I think it should, it's just confusing.

I am a bit concerned about visibility though; for stuff that should
_never_ be used from programs outside of the sugar bindings we should
really be using __ to keep the symbols private.  There _are_ things that
we need to do that we really don't want to be part of the public API,
and that we want to enforce; especially where the implementation details
might change quite rapidly over the next few months.  But in general, __
should go away.

Note that __ isn't just private outside of sugar, but private to every function outside of the original class, including functions defined or overridden in subclasses.

>For simple public data attributes, it is best to expose just the attribute name, without complicated >accessor/mutator methods

I'm not sure I like this... It's quite unusual for non python coders. If we want to keep it we should probably elaborate more on it in the guide.
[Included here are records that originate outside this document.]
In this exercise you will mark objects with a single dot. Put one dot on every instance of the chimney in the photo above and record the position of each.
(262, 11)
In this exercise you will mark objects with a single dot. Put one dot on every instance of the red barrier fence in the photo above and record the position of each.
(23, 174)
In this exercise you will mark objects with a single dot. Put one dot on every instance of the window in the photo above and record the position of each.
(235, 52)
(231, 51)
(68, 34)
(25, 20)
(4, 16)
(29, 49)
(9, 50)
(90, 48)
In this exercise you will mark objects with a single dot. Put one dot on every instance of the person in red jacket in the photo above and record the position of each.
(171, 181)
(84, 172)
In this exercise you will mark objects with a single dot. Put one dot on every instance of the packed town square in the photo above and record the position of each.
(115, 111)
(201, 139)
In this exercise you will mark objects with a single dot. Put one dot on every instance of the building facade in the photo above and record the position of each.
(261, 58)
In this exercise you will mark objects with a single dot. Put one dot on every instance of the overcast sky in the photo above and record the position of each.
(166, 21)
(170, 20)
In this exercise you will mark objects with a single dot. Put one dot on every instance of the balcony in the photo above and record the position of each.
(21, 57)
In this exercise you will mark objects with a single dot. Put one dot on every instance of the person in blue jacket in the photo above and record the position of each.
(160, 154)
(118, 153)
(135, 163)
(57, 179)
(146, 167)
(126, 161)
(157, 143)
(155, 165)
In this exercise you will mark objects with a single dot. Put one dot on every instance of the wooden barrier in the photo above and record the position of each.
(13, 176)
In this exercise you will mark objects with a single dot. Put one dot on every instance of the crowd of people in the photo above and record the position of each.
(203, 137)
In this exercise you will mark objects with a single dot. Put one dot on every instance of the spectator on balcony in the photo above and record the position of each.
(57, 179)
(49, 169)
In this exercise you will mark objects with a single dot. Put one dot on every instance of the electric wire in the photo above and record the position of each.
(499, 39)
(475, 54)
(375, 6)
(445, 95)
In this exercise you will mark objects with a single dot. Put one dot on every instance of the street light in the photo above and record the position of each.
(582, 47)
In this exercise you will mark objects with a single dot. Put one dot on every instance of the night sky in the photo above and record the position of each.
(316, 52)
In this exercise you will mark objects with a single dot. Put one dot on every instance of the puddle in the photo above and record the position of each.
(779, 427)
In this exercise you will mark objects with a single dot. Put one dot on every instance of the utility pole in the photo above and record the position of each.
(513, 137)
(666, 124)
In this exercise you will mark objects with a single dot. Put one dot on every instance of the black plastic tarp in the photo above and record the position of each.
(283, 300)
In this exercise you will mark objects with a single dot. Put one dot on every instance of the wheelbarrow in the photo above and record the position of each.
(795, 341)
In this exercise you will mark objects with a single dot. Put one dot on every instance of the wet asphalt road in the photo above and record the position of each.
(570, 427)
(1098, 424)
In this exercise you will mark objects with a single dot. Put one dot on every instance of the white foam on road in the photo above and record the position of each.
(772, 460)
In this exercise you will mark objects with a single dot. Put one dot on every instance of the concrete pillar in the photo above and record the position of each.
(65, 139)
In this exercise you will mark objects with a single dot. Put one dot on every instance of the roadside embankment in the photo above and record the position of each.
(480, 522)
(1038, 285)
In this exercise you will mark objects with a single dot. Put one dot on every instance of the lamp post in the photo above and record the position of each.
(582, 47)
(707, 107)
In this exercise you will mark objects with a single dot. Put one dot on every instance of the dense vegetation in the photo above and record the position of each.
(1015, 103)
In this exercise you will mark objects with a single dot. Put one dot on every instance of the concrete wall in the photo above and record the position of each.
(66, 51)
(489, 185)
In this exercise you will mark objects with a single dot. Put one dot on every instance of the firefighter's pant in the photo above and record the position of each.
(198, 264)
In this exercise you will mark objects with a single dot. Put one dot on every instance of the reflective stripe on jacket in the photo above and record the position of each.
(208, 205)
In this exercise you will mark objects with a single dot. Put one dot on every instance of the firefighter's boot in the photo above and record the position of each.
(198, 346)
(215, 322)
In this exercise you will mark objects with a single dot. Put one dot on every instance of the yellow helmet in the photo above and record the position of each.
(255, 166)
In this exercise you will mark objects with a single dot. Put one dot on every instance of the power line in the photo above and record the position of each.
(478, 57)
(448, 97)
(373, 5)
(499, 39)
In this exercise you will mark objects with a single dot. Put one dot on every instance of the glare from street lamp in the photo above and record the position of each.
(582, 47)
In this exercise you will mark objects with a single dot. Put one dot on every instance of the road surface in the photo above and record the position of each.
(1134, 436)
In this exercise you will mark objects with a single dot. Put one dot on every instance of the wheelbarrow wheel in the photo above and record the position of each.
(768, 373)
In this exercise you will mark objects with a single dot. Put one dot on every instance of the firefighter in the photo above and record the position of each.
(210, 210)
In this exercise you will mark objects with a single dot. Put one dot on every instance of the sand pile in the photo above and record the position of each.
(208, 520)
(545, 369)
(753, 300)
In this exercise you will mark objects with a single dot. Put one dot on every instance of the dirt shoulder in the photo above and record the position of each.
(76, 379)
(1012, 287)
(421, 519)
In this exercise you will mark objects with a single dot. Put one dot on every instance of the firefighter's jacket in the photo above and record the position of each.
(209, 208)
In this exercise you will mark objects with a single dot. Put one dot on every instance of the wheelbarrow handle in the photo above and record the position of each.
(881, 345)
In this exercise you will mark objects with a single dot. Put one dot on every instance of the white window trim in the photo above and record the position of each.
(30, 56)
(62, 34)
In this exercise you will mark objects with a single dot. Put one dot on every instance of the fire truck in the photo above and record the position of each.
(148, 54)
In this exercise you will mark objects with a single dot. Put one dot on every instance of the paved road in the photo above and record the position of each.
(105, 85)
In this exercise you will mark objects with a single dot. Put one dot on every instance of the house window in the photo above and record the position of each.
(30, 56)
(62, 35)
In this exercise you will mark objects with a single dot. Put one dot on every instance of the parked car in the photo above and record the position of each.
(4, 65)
Again, if we expect any of this stuff to change we should be hiding them
behind accessors...  I know there are a _ton_ of tricks you can use in
Python to maintain backward compatibility, and I've seen & used a few of
them before in my python projects.  This is a balance between work we'd
have to do in the future to maintain backwards compat and a small amount
of adding accessors here and there.

I'm very uncomfortable with exposing stuff like:

class Foo:
        def __init__(self):
                self.var = 1

a = Foo()
a.var = 2

because then you can't do any validation and you never know when the
variable changes; accessors fix this because you always know when the
value changes and you can validate the change and throw exceptions.  If
this isn't what you're talking about, ignore me.

I'm not arguing against single-underscore private variables (like self._var). Double underscore (e.g., self.__var) is the stuff that does name mangling, which does weird things to introspection tools and subclassing.

For example; dbus always returns strings as unicode because the native
bus encoding is UTF-8, and you can't just do 'if a == b' where a is
unicode and b is encoded.  Therefore, for stuff like that, you always
need to use an accessor to either enforce the restriction or to do the
conversion yourself.

Not directly your point, but I do think we need to be very careful about avoiding encoding strings, doing the decoding at the boundaries whenever possible (where dbus is a boundary).